Quería creerles, no porque fueran capaces de ofrecerle la más mínima prueba que apoyara sus declaraciones, sino porque no quería creer otra cosa. Los policías se pasaban al otro bando de vez en cuando, y solo un idiota lo negaría. Birmingham, Guildford y Bridgewater eran solo tres de los lugares relacionados con números (seis, cuatro y cuatro respectivamente), en referencia a los acusados mediante pruebas amañadas, palizas en las salas de interrogatorios y confesiones ficticias con firmas falsificadas. Cada condena había sido el resultado de fechorías policiales, y no había excusas para ningún caso. Por consiguiente, había policías malos, tanto si se les tildaba de excesivamente entusiastas, absolutamente tendenciosos, totalmente corruptos, o demasiado indolentes a la hora de hacer su trabajo.

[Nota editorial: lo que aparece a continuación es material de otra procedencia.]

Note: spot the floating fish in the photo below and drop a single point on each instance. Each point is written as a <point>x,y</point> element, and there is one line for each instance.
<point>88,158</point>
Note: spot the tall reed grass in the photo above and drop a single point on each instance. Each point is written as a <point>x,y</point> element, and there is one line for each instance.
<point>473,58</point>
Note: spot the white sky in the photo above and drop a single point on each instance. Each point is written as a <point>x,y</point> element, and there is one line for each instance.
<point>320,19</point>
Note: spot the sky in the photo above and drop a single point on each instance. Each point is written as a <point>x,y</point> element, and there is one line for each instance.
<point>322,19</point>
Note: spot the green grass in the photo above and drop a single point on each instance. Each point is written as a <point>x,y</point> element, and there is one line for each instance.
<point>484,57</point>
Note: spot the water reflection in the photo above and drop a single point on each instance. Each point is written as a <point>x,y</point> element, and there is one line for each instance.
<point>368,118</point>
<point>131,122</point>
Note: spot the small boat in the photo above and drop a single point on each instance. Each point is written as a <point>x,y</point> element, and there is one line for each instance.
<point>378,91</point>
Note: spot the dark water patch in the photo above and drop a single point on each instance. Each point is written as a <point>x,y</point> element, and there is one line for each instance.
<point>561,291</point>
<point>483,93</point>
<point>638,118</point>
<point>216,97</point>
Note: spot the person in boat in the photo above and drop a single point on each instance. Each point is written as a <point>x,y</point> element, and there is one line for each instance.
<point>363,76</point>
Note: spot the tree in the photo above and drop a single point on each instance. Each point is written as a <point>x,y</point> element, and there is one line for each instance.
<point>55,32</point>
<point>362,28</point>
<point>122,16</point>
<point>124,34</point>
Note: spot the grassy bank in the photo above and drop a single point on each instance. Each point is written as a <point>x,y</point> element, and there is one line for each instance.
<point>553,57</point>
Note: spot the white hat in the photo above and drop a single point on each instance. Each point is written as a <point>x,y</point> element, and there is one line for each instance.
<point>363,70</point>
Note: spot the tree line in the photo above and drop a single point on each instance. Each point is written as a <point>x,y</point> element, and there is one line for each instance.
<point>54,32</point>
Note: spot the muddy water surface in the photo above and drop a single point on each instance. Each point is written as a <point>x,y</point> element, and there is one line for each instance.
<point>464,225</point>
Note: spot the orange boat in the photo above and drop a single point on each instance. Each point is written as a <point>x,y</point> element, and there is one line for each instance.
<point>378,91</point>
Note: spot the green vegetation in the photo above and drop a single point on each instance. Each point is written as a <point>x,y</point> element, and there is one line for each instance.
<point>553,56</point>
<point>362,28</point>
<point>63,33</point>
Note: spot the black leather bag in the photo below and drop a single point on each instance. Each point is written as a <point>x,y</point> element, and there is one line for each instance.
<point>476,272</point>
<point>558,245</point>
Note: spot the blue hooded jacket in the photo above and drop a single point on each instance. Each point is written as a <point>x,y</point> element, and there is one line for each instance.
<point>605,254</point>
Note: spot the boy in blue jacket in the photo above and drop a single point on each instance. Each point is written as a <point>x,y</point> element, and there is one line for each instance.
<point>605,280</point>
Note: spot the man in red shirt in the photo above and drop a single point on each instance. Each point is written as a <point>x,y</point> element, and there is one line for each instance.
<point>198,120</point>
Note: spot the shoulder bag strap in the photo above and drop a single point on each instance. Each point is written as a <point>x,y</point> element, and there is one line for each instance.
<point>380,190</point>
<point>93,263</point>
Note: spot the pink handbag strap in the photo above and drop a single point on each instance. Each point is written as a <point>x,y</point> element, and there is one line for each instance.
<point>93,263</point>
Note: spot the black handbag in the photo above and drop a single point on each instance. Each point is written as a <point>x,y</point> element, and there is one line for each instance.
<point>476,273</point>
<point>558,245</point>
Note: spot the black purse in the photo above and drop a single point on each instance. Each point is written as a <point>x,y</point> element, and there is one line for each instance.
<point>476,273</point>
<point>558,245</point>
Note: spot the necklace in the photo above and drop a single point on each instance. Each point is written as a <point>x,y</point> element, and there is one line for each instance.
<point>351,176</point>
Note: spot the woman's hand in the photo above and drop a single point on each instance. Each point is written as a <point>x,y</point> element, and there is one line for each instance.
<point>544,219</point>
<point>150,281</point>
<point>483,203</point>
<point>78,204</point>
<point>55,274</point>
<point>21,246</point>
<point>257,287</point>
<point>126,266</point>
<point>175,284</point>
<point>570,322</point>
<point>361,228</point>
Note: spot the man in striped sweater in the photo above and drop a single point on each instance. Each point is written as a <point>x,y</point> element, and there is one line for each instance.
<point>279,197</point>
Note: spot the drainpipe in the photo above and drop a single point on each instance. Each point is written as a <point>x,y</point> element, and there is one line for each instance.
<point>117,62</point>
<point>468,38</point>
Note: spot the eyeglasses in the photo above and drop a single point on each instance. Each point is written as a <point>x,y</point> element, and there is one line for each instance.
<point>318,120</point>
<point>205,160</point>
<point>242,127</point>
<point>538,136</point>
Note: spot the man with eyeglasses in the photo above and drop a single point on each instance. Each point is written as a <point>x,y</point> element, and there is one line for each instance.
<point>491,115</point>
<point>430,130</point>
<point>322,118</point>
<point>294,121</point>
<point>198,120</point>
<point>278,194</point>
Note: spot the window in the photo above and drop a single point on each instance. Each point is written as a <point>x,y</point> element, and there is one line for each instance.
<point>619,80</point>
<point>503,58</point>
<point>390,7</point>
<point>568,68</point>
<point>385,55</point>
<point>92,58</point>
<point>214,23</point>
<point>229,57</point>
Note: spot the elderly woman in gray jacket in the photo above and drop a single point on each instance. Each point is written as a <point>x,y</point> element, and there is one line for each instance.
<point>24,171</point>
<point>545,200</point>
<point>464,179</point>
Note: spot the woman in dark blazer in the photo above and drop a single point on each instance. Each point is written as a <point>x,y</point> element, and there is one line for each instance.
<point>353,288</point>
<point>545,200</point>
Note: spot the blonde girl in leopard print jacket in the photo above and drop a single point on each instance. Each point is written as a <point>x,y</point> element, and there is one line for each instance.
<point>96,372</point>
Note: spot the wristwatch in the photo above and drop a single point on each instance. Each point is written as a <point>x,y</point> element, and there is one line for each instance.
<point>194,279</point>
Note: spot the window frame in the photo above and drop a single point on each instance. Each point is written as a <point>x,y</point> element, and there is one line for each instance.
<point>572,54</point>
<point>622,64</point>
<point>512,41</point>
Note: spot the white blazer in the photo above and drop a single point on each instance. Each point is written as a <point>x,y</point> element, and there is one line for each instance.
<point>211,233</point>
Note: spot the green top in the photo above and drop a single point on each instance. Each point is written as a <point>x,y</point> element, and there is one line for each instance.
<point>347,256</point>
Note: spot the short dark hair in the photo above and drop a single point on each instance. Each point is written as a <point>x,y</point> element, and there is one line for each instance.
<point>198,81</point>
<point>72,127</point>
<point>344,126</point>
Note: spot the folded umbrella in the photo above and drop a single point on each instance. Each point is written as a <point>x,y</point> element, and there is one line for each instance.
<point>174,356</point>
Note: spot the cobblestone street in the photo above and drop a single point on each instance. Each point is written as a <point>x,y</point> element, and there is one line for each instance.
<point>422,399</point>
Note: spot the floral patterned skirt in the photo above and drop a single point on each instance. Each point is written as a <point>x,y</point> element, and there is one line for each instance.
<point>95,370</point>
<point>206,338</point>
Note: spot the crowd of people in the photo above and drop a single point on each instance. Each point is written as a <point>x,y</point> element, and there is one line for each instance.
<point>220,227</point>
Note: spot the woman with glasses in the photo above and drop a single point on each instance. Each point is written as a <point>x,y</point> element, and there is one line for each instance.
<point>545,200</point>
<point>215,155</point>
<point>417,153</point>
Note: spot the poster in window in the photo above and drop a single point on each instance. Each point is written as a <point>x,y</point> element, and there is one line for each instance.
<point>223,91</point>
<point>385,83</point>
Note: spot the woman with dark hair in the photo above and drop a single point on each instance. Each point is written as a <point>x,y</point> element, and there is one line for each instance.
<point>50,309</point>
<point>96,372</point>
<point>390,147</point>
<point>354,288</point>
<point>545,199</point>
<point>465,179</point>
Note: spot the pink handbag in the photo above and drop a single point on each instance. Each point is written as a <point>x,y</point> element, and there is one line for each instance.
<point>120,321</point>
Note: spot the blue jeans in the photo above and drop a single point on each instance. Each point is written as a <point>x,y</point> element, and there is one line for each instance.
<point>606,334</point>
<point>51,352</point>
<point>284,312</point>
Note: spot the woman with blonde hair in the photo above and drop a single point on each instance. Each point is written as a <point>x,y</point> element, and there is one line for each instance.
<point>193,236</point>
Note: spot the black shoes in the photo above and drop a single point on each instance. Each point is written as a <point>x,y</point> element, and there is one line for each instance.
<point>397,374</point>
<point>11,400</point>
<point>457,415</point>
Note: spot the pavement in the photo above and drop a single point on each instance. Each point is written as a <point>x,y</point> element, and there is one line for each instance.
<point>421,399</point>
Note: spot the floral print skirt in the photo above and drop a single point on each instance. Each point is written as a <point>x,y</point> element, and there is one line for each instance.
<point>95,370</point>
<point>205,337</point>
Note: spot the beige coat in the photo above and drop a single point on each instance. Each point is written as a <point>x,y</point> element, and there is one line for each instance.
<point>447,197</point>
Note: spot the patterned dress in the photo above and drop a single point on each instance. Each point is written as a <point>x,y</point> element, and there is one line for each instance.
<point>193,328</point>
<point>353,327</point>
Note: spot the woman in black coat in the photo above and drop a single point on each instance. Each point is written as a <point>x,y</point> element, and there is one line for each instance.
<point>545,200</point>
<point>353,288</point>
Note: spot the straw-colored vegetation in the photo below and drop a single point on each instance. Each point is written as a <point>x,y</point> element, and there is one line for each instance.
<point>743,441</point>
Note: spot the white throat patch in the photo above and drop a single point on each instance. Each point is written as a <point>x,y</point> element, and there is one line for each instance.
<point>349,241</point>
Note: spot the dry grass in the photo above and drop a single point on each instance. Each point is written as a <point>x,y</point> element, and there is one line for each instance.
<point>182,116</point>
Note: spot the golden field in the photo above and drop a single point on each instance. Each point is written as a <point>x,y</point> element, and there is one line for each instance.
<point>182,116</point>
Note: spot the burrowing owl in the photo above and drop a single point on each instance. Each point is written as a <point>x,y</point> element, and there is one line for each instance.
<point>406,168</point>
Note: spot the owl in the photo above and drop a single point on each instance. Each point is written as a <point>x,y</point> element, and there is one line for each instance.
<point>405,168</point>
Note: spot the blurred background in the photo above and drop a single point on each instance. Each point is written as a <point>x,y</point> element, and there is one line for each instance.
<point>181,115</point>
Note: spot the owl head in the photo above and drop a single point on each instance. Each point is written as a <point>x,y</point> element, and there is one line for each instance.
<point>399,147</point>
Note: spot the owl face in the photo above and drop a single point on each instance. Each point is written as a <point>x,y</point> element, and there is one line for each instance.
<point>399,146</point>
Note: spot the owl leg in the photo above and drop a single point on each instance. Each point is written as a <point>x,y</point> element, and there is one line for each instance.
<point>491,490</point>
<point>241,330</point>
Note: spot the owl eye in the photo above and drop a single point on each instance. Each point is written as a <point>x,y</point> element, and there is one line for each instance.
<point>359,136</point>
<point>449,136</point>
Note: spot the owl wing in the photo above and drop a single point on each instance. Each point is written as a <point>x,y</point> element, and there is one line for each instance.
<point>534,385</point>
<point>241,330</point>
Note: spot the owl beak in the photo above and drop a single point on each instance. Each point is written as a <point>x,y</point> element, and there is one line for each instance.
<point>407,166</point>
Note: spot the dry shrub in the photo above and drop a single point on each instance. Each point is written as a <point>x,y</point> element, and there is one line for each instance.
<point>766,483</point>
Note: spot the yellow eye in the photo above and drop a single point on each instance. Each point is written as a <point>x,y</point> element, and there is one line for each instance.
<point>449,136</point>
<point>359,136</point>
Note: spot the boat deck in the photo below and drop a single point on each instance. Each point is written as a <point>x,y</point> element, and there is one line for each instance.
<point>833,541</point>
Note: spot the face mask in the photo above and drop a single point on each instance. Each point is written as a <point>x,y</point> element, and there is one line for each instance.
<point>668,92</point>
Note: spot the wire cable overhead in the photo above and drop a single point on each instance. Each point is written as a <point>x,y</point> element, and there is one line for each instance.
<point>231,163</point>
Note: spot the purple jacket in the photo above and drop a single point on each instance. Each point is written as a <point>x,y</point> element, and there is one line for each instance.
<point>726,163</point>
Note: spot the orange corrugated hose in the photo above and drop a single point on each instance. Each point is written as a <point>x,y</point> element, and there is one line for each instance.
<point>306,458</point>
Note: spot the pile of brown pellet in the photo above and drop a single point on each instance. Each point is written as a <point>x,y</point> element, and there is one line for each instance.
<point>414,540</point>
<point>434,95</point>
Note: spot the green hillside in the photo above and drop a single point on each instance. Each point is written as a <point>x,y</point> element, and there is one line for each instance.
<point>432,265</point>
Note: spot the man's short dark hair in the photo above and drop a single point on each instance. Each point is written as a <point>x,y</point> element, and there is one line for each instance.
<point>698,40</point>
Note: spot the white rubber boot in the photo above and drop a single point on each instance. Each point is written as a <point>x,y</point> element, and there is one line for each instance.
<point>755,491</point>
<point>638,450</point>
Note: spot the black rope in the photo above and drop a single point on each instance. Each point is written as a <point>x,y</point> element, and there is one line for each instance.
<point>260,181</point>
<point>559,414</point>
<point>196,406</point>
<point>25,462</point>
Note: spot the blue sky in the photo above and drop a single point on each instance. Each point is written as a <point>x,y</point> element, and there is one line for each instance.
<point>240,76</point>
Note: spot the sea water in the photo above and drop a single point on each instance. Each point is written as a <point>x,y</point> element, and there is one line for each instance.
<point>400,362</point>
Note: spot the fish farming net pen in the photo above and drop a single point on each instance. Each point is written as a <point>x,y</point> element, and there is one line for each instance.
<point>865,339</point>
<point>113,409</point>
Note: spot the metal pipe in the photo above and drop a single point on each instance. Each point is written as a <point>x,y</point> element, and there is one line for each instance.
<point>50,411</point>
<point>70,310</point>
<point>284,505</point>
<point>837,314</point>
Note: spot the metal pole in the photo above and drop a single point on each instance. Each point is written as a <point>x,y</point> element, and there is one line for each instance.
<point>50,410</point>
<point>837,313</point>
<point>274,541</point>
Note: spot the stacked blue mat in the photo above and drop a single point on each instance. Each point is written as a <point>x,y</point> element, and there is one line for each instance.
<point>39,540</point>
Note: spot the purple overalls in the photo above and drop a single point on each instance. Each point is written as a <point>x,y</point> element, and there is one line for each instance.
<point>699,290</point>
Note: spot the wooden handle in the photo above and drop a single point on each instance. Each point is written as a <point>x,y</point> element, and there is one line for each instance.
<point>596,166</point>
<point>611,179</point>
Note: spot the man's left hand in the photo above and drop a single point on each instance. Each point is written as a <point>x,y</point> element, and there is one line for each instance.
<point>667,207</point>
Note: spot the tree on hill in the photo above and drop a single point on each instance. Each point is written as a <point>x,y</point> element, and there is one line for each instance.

Pero Lynley no quería creer que Andy fuera un policía malo. Tampoco quería creer que Andy fuera un padre cuya hija había terminado con su paciencia. Incluso ahora, después de encontrarse con Andy, después de haber presenciado la escena entre el hombre y su esposa, y tras haber analizado lo que significaba cada palabra, gesto y matiz entre ellos, Lynley descubrió que su corazón y su mente estaban en conflicto debido a los hechos básicos.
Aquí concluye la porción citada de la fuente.